House Bill 4147 will keep Oregon students safe as they travel to school. Introduced by Rep. Courtney Neron after students raised concerns, the legislation allows school districts to install video cameras on school buses and record drivers who put students in danger. School districts can share recordings with law enforcement, who can issue up to $2,000 fines to drivers who illegally pass school buses transporting children.

Finally, as some Oregon schools face contentious efforts to ban books that honor underrepresented identities and reckon with difficult histories, Sen. Lew Frederick introduced Senate Bill 1583 in response. The bill, which passed the Senate but ran out of time in the House, sought to prevent schools from banning textbooks or library books simply because they involve the stories or perspectives of people of color, LGBTQ2SIA+ people, religious minorities, or any other protected class. Many expect the Legislature will soon revisit efforts to promote welcoming schools where all students feel free to learn and know they belong.

An aerial view of the Detroit Dam on the North Santiam River.
An aerial view of the Detroit Dam on the North Santiam River.
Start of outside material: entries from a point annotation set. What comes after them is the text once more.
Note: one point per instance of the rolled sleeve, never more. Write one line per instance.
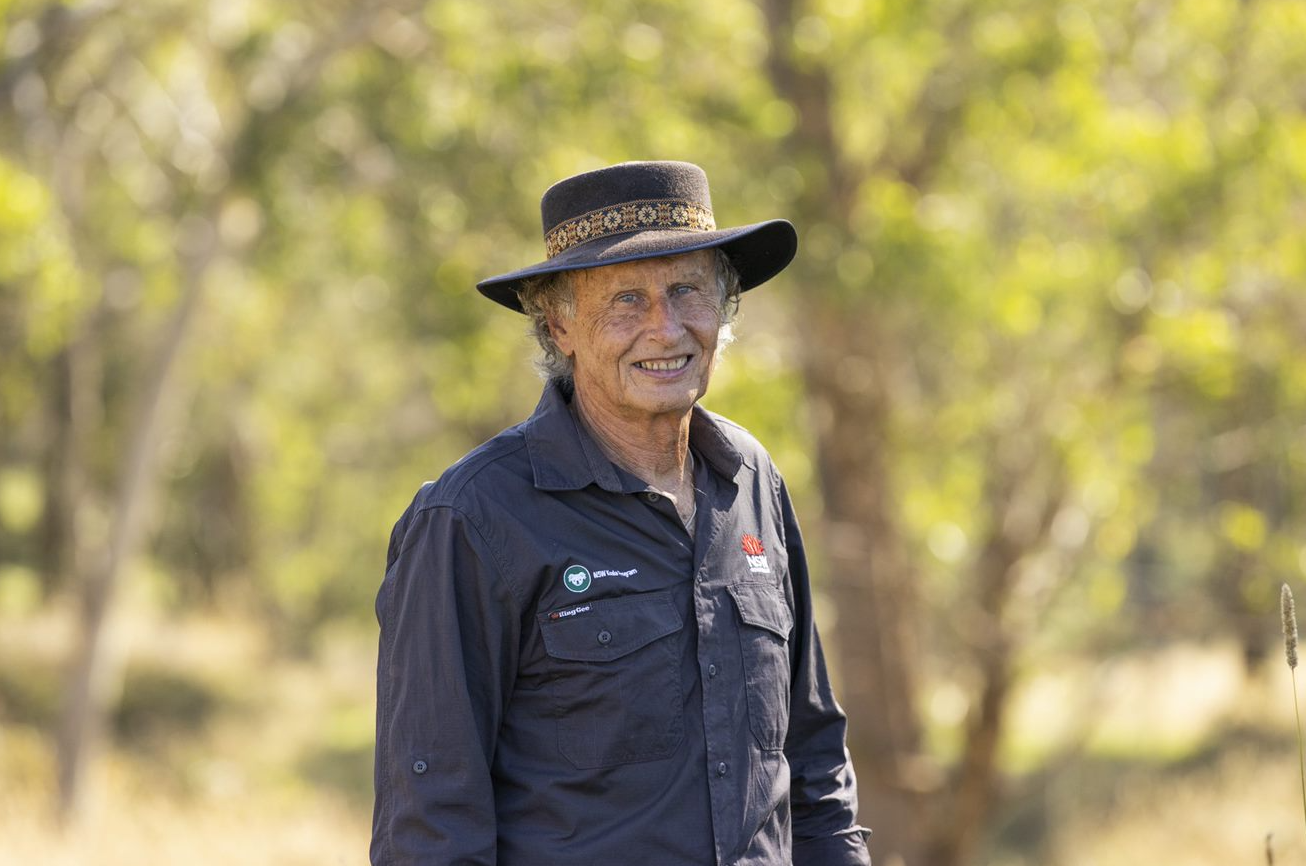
(447, 661)
(823, 789)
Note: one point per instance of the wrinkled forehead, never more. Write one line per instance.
(694, 267)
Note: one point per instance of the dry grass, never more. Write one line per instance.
(1162, 758)
(223, 753)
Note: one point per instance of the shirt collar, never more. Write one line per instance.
(564, 456)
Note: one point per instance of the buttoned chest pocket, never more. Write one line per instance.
(765, 625)
(615, 679)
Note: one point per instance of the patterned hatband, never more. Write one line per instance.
(662, 213)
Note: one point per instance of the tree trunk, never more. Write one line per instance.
(94, 670)
(871, 584)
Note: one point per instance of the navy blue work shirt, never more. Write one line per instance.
(567, 677)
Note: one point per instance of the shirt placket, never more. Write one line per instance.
(713, 628)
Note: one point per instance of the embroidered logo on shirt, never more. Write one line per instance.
(576, 579)
(570, 611)
(755, 554)
(613, 572)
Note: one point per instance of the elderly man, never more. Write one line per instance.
(597, 639)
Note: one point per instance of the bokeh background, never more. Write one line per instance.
(1037, 379)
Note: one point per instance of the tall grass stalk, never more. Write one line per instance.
(1289, 613)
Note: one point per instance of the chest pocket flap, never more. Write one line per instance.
(611, 628)
(763, 606)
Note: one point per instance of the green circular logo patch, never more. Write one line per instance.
(576, 579)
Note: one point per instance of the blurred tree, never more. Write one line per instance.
(1041, 341)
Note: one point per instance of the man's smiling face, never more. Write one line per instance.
(644, 335)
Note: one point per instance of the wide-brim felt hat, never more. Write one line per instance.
(643, 210)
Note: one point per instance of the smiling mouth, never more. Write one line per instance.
(664, 366)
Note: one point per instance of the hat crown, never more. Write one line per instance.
(621, 184)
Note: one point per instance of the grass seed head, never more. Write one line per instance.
(1289, 611)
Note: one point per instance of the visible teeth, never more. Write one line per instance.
(664, 365)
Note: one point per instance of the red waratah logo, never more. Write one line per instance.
(755, 554)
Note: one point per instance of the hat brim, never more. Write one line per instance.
(758, 251)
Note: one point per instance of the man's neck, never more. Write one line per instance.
(654, 449)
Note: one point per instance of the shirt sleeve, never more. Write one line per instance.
(823, 793)
(447, 661)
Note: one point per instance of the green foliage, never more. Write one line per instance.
(1071, 227)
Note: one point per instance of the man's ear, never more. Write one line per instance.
(558, 331)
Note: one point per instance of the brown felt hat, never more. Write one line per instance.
(643, 210)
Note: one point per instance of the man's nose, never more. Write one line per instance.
(665, 320)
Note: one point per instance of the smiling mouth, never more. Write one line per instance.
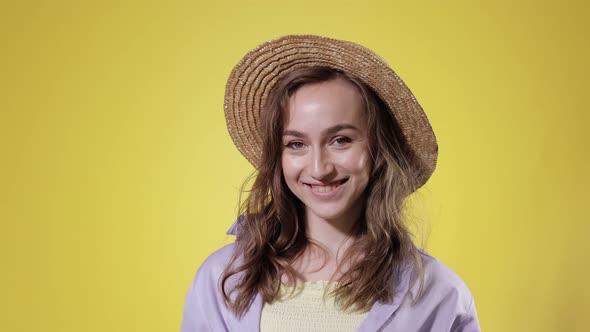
(326, 188)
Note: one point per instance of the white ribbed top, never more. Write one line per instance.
(305, 308)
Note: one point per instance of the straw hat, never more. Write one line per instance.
(257, 73)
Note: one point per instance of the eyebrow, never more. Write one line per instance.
(325, 132)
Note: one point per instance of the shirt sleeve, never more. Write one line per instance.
(194, 315)
(468, 321)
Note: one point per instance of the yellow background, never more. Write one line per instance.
(118, 176)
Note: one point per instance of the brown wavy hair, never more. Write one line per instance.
(271, 230)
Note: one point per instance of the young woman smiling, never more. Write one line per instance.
(339, 143)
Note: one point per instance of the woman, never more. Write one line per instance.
(339, 142)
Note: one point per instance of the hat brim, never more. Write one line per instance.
(260, 69)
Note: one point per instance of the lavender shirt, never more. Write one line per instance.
(447, 304)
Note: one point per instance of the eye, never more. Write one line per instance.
(341, 141)
(295, 145)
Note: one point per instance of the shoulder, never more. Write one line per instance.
(218, 260)
(204, 308)
(441, 278)
(445, 296)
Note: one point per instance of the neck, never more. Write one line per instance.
(335, 235)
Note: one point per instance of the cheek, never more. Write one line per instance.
(289, 168)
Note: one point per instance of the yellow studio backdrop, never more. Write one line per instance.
(118, 176)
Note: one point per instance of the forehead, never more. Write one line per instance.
(324, 104)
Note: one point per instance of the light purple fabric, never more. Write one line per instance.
(447, 304)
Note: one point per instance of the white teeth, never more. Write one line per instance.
(323, 189)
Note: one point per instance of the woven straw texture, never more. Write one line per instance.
(257, 73)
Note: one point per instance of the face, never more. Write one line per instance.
(325, 155)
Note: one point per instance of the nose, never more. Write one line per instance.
(322, 168)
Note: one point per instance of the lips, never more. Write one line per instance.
(326, 187)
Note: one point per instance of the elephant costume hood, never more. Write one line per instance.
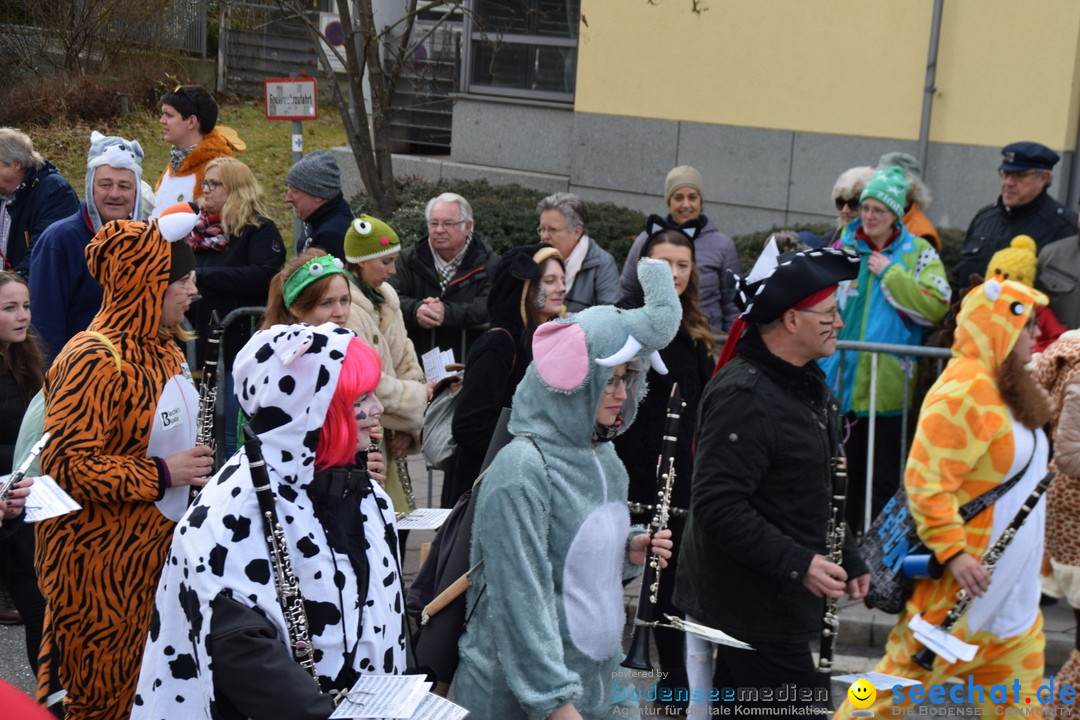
(574, 358)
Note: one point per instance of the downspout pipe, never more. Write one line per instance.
(929, 90)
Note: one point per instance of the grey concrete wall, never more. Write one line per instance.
(754, 178)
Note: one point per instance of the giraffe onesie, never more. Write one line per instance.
(969, 442)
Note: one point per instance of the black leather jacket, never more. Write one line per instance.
(760, 499)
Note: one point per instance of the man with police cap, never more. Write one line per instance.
(754, 555)
(1024, 207)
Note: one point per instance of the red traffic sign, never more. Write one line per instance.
(291, 98)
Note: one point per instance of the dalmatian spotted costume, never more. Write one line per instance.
(552, 525)
(217, 589)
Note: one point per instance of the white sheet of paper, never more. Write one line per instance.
(947, 646)
(879, 680)
(433, 707)
(424, 518)
(48, 500)
(434, 364)
(382, 696)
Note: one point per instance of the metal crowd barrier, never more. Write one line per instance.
(907, 356)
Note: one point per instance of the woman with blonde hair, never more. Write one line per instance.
(238, 249)
(846, 193)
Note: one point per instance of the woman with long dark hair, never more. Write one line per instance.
(689, 365)
(527, 289)
(21, 378)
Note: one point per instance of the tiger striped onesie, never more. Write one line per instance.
(967, 443)
(107, 411)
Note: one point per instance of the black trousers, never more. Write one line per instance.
(772, 676)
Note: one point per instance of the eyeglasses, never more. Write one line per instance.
(826, 317)
(1017, 174)
(435, 225)
(616, 380)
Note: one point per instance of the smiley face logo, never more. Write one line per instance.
(862, 693)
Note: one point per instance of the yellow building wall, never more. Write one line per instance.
(841, 67)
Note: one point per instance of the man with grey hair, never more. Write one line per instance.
(314, 192)
(443, 283)
(1024, 207)
(592, 277)
(64, 296)
(32, 195)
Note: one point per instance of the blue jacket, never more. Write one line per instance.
(41, 199)
(64, 297)
(895, 307)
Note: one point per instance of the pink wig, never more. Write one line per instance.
(360, 374)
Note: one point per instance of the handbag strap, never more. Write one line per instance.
(976, 505)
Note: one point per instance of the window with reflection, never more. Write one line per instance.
(523, 49)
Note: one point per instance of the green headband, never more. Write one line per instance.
(309, 272)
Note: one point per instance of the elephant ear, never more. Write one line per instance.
(561, 354)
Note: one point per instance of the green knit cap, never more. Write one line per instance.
(369, 238)
(889, 188)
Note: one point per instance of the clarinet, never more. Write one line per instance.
(288, 586)
(207, 395)
(926, 656)
(637, 656)
(834, 551)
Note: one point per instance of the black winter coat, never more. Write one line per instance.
(464, 298)
(760, 499)
(994, 227)
(237, 276)
(639, 446)
(325, 228)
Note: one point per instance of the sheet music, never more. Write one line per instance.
(433, 707)
(434, 364)
(48, 500)
(424, 518)
(400, 696)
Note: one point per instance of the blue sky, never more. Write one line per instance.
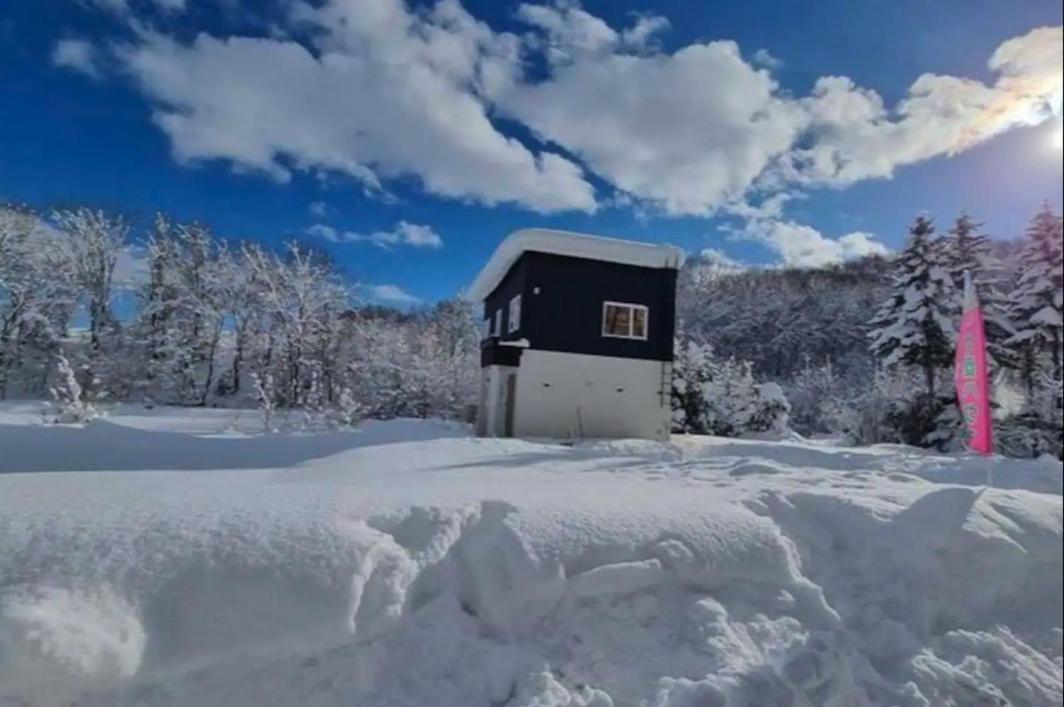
(408, 140)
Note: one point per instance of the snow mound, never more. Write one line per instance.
(459, 572)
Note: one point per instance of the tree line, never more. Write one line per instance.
(866, 348)
(211, 322)
(862, 349)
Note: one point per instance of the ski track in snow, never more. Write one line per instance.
(175, 557)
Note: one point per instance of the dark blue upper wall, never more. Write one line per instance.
(565, 314)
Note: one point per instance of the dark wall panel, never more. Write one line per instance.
(562, 305)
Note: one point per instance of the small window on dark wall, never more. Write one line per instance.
(514, 321)
(622, 321)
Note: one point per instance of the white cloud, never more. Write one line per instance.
(379, 91)
(77, 55)
(392, 293)
(688, 131)
(384, 94)
(122, 6)
(700, 129)
(764, 59)
(404, 233)
(853, 136)
(718, 261)
(798, 245)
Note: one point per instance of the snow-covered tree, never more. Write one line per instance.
(913, 327)
(713, 396)
(94, 242)
(68, 397)
(1035, 310)
(36, 298)
(300, 298)
(966, 249)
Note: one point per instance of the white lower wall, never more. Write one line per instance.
(563, 395)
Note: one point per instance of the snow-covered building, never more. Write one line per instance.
(578, 336)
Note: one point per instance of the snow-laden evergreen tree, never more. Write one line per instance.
(914, 327)
(713, 396)
(1035, 310)
(966, 249)
(67, 395)
(692, 371)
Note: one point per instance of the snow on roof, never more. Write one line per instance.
(575, 245)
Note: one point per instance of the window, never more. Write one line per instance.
(624, 321)
(514, 322)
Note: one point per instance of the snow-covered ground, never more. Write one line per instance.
(176, 557)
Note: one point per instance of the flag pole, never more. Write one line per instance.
(971, 377)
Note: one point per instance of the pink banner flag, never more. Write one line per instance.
(971, 375)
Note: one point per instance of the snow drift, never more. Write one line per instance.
(409, 565)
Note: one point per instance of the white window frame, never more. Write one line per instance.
(631, 319)
(514, 318)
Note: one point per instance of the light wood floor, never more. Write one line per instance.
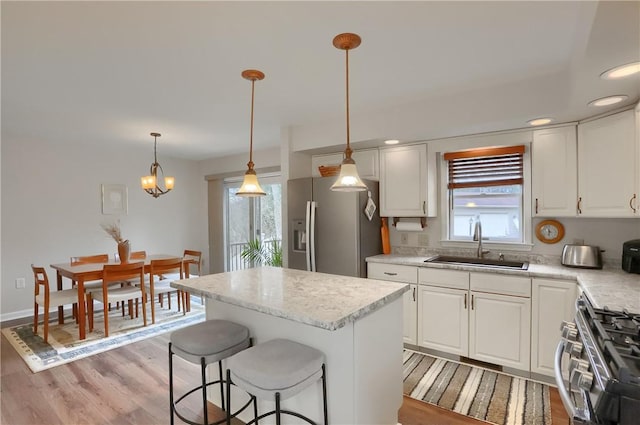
(129, 385)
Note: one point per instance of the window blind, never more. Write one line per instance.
(497, 166)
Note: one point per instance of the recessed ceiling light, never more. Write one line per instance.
(609, 100)
(540, 121)
(621, 71)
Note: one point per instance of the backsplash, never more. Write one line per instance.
(608, 234)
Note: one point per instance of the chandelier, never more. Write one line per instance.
(150, 182)
(250, 186)
(348, 180)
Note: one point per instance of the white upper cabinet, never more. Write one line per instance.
(554, 172)
(366, 162)
(403, 181)
(608, 167)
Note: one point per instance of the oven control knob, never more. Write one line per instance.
(573, 348)
(566, 324)
(581, 379)
(578, 364)
(569, 333)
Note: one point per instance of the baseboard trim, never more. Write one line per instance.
(28, 314)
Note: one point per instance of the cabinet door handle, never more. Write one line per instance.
(578, 206)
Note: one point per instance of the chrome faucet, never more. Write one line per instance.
(477, 236)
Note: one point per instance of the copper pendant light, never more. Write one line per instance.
(348, 180)
(250, 185)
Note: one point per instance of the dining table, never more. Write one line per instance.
(82, 273)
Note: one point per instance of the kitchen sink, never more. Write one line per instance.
(479, 262)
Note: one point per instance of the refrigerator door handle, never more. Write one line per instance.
(307, 221)
(312, 243)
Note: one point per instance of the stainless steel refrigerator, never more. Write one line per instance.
(329, 232)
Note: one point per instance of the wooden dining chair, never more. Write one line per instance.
(91, 285)
(190, 258)
(46, 298)
(134, 255)
(118, 273)
(157, 286)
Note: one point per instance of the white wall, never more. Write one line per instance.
(51, 210)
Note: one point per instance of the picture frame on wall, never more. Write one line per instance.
(114, 199)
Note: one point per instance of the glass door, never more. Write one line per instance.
(253, 234)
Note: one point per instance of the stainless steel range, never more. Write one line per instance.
(597, 366)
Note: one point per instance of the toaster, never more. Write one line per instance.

Addressing Challenges in K-12 and Child Care Funding

The 2024 legislative session also saw state leaders chip away at various challenges in Oregon's public education funding infrastructure.

Most urgently, state leaders stepped in to fill a funding shortfall blocking thousands of eligible low-income Oregon families from accessing affordable childcare. The Legislature will invest nearly $100 million more in Oregon’s Employment Related Day Care program over the next year, and set aside a little over $70 million to cover any potential additional costs.

The Legislature also rejected an effort to dilute the corporate activity tax at the heart of Oregon’s Student Success Act. The legislation would have cut hundreds of millions in tax revenue dedicated to Oregon’s Fund for Student Success, which is designed to promote greater equity and accountability in how K-12 public education dollars are spent.

To ensure our state’s education investments are guided by accurate data, Senate Bill 1552 includes funding for a study to review and modernize Oregon’s Quality Education Model. As it stands, the model “reflects Oregon’s broken approach to both calculating and spending public education dollars,” wrote Whitney Grubbs, executive director of Foundations for a Better Oregon, in an op-ed for The Oregonian.

Finally, the Legislature added $2 million to the state budget for the Oregon Department Education to create and maintain fiscal accountability and transparency dashboards. After conflicting information and public confusion snarled labor negotiations in Portland Public Schools last year, Gov. Kotek noted this investment will "make budget information that the state already collects from school districts more accessible and easier to understand."

The center aisle of the Oregon House Chamber.
The center aisle of the Oregon House Chamber.

What to Expect in 2025

The 2024 legislative session’s end results reflect not only progress made, but also forecast what to expect during the next long legislative session in 2025.

For instance, state lawmakers considered legislation to increase state investment in Oregon’s High Cost Disabilities Fund, remove the cap on how much state funding school districts can receive for special education students, and increase state funding for students experiencing homelessness. These bills spotlighted just a few of the many pain points that plague Oregon’s K-12 school funding formula. But while many acknowledge the formula needs work, key stakeholders have yet to come together around a comprehensive solution that equitably addresses both funding and spending.

In December, Gov. Kotek announced a promising plan to re-examine Oregon’s public education funding and spending. We applaud the Governor’s commitment: Honest conversation and courageous action will be critical before the Oregon Legislature reconvenes in 2025.